A sentence like "The bombing of the city continued." will evoke both a /pb/bomb-01 frame and a /saft/event frame for "bombing", which is correct according to the training data. However, this is really just an artifact of the way the training data has been generated from OntoNotes, where the SRL annotations produces the /pb/bomb-01 frame and the entity annotations produces the /saft/event frame. There is an overlap between the two types of annotations because of the nominalization of the verb "bomb", so this example is somewhat artificial.

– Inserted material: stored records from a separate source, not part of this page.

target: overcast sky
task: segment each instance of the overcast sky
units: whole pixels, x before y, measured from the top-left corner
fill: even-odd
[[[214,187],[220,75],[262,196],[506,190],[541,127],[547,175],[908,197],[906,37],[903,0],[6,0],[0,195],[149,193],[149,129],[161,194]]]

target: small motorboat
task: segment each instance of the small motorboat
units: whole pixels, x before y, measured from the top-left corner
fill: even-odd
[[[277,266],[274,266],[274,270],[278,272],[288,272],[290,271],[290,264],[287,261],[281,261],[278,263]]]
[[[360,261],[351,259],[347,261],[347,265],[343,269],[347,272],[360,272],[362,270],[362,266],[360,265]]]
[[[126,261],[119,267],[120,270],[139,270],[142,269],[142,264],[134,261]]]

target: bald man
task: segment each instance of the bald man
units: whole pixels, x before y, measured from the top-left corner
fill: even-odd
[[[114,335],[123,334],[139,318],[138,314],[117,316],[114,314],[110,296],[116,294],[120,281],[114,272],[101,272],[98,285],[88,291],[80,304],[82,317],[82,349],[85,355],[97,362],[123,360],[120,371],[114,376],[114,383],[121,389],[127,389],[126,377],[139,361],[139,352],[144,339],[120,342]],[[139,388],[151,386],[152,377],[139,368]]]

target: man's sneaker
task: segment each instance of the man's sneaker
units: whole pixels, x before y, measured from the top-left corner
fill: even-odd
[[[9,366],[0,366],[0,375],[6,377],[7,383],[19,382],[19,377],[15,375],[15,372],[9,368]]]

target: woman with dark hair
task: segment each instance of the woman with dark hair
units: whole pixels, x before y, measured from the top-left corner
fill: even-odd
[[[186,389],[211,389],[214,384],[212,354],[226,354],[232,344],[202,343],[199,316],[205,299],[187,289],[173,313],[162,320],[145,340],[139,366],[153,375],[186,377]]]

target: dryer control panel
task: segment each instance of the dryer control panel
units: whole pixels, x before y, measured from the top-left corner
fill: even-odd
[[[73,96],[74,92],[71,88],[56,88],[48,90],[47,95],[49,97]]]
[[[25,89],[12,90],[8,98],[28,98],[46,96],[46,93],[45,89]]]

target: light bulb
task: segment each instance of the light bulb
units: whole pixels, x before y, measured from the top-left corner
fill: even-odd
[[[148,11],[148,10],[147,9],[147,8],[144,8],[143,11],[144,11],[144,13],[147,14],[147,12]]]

In general, it is useful to have a formalism where a word or phrase can evoke multiple frames, e.g. for metonymy, where the same word can evoke multiple meanings. In the sentence "The White House will be announcing the decision around noon today.", [The White House] can refer to both the organization (US executive branch) and the location (1600 Penn Ave). The SLING parser supports making these distinctions, but the conversion of the OntoNotes corpus we are currently using for training the parser does not systematically annotate these distinctions, so the SEMPAR parser will not get these correct, but we hope to have better training data in the future so we can produce more semantically concise annotations.

Many "old-school" NLP tasks have been defined as span labeling tasks, but this breaks down when you want to make these finer distinctions. This is the reason that we use a the more general semantic frame formalism in SLING. It might seem like unneeded nitpicking wanting to make this kind of distinctions, but if you want to produce proper annotations that is useful for semantic analysis, this becomes important. However, we are currently "slaves" of our annotated corpora we use for training, so while the basic SLING parser support learning this, the current SEMPAR parser is not able to do this properly.

With respect to the PropBank predicates like price-01, role sets are often lumping together different senses. It is hard to agree on the exact set of senses for a word, so PropBank usually puts together senses that have the same predicate/argument structure. This makes it is easy to annotate with PropBank frames (compared to other frame inventories like FrameNet), but it unfortunately also means that even if we get the "correct" PropBank-based analysis of a sentence, it is not always super useful for semantic analysis.

jackxpeng commented 6 years ago

Thank you for such a detailed response, Michael.